Ventura’s client Jose Buchmann brings things to a head when he takes his fake past a little too seriously. A photojournalist, he traces the history of his fake parents, and sets out to visit and photograph his so-called birthplace. At Ventura’s home, he runs into Angela Lucia, a fellow photojournalist and professional nomad who roams the world photographing light. The connections between the characters become clear through a surprise twist in the end.
The book is enlivened by gecko’s perspective. He and Ventura dream individually but the stuff of their dreams is the same in content, and thus the two main characters communicate with one another. The gecko’s knowledge transcends this life into his past incarnation as a mama’s boy. In this book of fake and creatable pasts, Eulalio’s is the memory that is deepest.
The book is not without its flaws. The gecko/first person narrative leads to a few stilted sentences, since the writer has to explain how a gecko comes across this knowledge, but these are few and far between. The prose reads like poetry and the free flow of the writer’s style causes the pacing to suffer at times.
However the book also works on several levels – as a mystery/thriller, as a meditation on spirituality, as a satirical commentary on how money can buy anything –including a past. An interview with Agualusa at the end of the book reveals several interesting tidbits. The book is set at a point in Angolan history soon after the country gained its independence from its Portuguese rulers. A new class of nouveau riche came into power, and with this new wealth came a craving for new histories as well. The author mentions that he has based the gecko character on Jose Luis Borges.

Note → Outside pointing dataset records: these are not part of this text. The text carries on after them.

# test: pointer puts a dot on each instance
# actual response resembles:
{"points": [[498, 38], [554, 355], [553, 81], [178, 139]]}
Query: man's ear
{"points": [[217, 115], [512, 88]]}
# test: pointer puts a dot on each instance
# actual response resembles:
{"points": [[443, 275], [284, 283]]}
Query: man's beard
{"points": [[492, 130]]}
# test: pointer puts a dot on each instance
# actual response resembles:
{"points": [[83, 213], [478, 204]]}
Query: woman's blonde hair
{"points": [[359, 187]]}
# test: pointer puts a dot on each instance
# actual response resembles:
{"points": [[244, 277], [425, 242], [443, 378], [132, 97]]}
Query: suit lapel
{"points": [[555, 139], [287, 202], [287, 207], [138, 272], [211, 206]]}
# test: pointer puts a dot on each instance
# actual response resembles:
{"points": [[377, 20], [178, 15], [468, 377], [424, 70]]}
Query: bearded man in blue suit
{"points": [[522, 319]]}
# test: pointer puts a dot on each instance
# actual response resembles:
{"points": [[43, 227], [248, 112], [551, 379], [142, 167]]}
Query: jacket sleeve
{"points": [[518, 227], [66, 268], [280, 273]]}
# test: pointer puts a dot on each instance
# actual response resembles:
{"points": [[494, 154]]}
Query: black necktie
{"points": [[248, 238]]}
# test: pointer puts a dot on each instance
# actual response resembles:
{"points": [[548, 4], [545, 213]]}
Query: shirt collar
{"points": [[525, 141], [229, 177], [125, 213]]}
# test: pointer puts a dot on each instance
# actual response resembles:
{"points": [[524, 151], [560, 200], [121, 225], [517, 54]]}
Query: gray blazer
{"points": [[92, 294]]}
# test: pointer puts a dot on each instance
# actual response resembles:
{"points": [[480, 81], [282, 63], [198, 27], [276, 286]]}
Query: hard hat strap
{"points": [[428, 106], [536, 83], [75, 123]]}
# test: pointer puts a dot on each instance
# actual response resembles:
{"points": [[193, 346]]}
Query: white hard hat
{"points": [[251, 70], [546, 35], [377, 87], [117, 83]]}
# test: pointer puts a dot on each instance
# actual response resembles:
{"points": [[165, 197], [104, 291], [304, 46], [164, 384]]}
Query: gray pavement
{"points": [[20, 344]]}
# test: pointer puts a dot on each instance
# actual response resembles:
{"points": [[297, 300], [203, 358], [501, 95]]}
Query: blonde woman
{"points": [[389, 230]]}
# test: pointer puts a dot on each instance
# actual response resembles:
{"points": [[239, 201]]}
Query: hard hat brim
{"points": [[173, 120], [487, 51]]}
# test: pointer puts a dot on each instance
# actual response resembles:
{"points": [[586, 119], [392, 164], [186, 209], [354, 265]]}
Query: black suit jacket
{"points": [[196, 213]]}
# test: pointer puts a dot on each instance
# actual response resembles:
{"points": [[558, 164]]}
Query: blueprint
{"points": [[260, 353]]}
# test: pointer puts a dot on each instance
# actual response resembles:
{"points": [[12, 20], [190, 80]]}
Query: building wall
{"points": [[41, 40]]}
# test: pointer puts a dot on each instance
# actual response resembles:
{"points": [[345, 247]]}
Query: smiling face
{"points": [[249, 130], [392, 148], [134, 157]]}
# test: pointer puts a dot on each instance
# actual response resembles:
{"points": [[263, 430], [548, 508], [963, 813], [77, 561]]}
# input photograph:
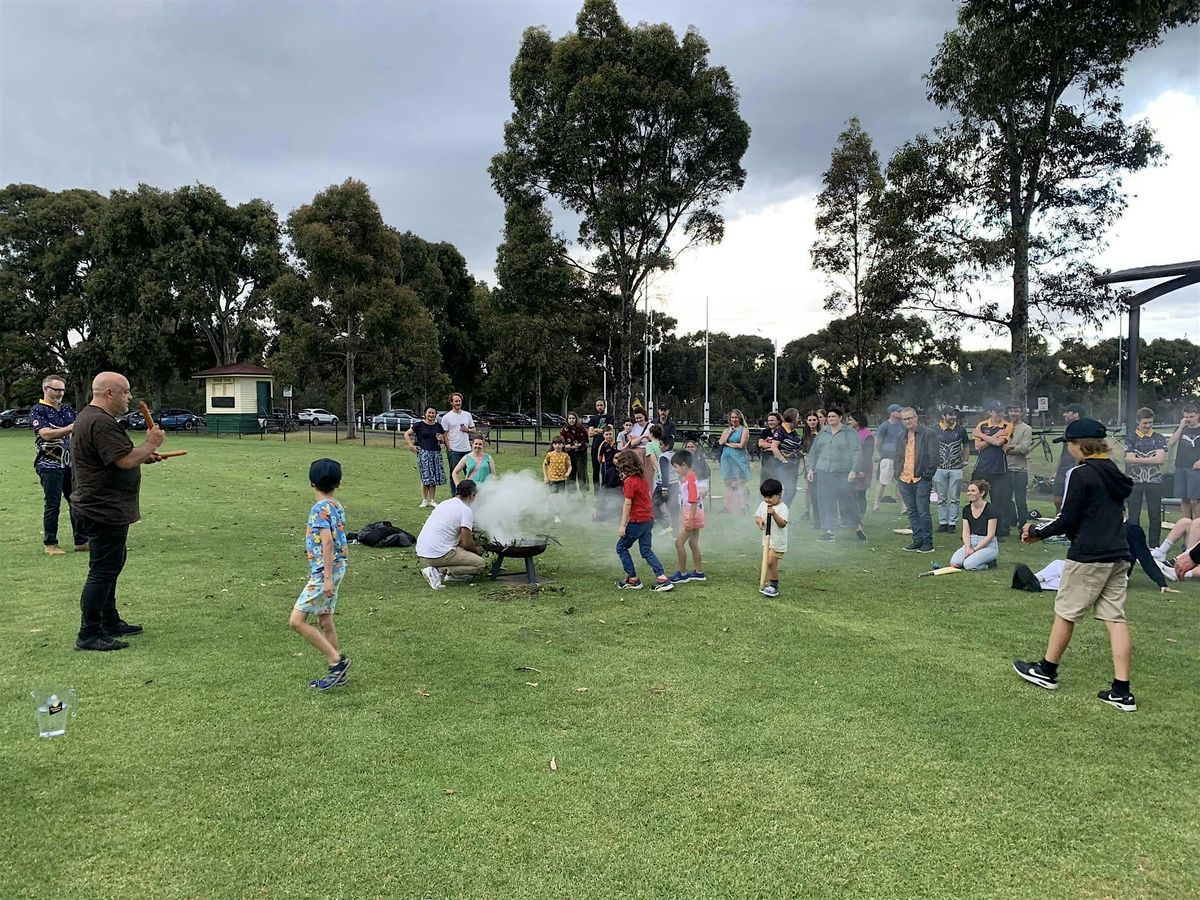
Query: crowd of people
{"points": [[640, 475]]}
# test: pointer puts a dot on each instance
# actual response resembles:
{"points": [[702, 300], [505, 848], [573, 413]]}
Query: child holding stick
{"points": [[773, 505], [325, 546], [691, 521], [636, 525]]}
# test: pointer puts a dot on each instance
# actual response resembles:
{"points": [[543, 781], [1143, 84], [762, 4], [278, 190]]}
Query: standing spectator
{"points": [[53, 421], [1145, 455], [1187, 461], [916, 461], [1071, 413], [666, 423], [459, 424], [767, 438], [575, 442], [953, 451], [834, 463], [736, 462], [862, 426], [1018, 450], [991, 436], [106, 471], [429, 437], [1095, 576], [813, 425], [597, 424], [887, 439]]}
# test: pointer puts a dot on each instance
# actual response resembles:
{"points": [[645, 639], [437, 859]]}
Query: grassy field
{"points": [[863, 735]]}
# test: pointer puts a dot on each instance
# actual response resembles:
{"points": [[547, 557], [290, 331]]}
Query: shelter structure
{"points": [[1181, 275], [237, 397]]}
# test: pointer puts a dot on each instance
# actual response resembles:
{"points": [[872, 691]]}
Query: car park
{"points": [[394, 420], [317, 417], [15, 418]]}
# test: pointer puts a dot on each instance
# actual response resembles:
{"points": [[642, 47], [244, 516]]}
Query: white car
{"points": [[317, 417]]}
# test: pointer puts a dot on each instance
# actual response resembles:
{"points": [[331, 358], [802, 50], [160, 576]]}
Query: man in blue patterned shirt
{"points": [[53, 421]]}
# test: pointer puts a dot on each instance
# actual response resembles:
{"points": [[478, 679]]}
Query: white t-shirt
{"points": [[459, 427], [778, 535], [439, 534]]}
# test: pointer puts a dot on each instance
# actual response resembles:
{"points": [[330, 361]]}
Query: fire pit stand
{"points": [[525, 550]]}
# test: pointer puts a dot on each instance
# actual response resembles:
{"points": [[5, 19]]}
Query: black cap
{"points": [[325, 474], [1081, 430]]}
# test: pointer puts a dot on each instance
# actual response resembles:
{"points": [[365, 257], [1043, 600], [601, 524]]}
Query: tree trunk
{"points": [[1019, 324]]}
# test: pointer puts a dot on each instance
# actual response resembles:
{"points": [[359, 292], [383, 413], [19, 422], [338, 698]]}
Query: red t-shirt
{"points": [[640, 499]]}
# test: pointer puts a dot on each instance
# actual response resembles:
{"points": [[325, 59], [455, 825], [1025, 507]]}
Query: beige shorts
{"points": [[887, 471], [1086, 585]]}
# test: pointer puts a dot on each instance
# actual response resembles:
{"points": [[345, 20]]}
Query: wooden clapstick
{"points": [[145, 414]]}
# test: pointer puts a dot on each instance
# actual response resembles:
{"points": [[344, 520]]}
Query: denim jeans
{"points": [[454, 457], [916, 499], [1019, 479], [106, 558], [948, 484], [978, 559], [637, 533], [57, 485]]}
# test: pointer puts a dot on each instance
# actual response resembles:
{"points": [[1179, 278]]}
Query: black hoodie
{"points": [[1092, 513]]}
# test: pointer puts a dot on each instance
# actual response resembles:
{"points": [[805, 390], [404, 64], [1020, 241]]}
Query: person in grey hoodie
{"points": [[835, 461], [1095, 574]]}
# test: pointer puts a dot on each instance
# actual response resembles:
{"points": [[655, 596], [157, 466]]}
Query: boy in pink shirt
{"points": [[691, 521]]}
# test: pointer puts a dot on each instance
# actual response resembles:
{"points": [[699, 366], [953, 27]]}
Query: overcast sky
{"points": [[280, 100]]}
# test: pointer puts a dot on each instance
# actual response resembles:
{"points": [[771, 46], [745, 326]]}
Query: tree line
{"points": [[639, 136]]}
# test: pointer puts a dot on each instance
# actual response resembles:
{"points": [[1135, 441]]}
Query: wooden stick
{"points": [[766, 550], [145, 414]]}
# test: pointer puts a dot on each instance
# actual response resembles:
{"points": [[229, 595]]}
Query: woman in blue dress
{"points": [[736, 463]]}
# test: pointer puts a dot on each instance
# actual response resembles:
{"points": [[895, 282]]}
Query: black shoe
{"points": [[101, 643], [1033, 673], [1126, 703]]}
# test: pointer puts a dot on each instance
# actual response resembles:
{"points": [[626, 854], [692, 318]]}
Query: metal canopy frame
{"points": [[1181, 275]]}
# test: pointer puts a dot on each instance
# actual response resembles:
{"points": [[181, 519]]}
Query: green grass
{"points": [[863, 735]]}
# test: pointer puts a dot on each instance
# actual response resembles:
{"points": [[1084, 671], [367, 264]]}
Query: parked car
{"points": [[15, 418], [317, 417], [394, 420]]}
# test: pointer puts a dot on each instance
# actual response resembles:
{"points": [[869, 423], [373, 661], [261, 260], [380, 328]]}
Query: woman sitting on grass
{"points": [[979, 549]]}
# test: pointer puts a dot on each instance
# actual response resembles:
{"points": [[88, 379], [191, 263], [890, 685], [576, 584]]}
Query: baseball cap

We live in times of relentless and Google-able documentation, and hence poor memory may no longer be an acceptable excuse. As I write this, China’s doctoring of a gymnast’s date of birth is being unearthed via Googling, and a Bigfoot hoax was revealed after several incriminating videos were found on Youtube. But this tale shows us how imprecise histories can be and why it might sometimes even be necessary to have a certain fluidity to memories, histories and life in general.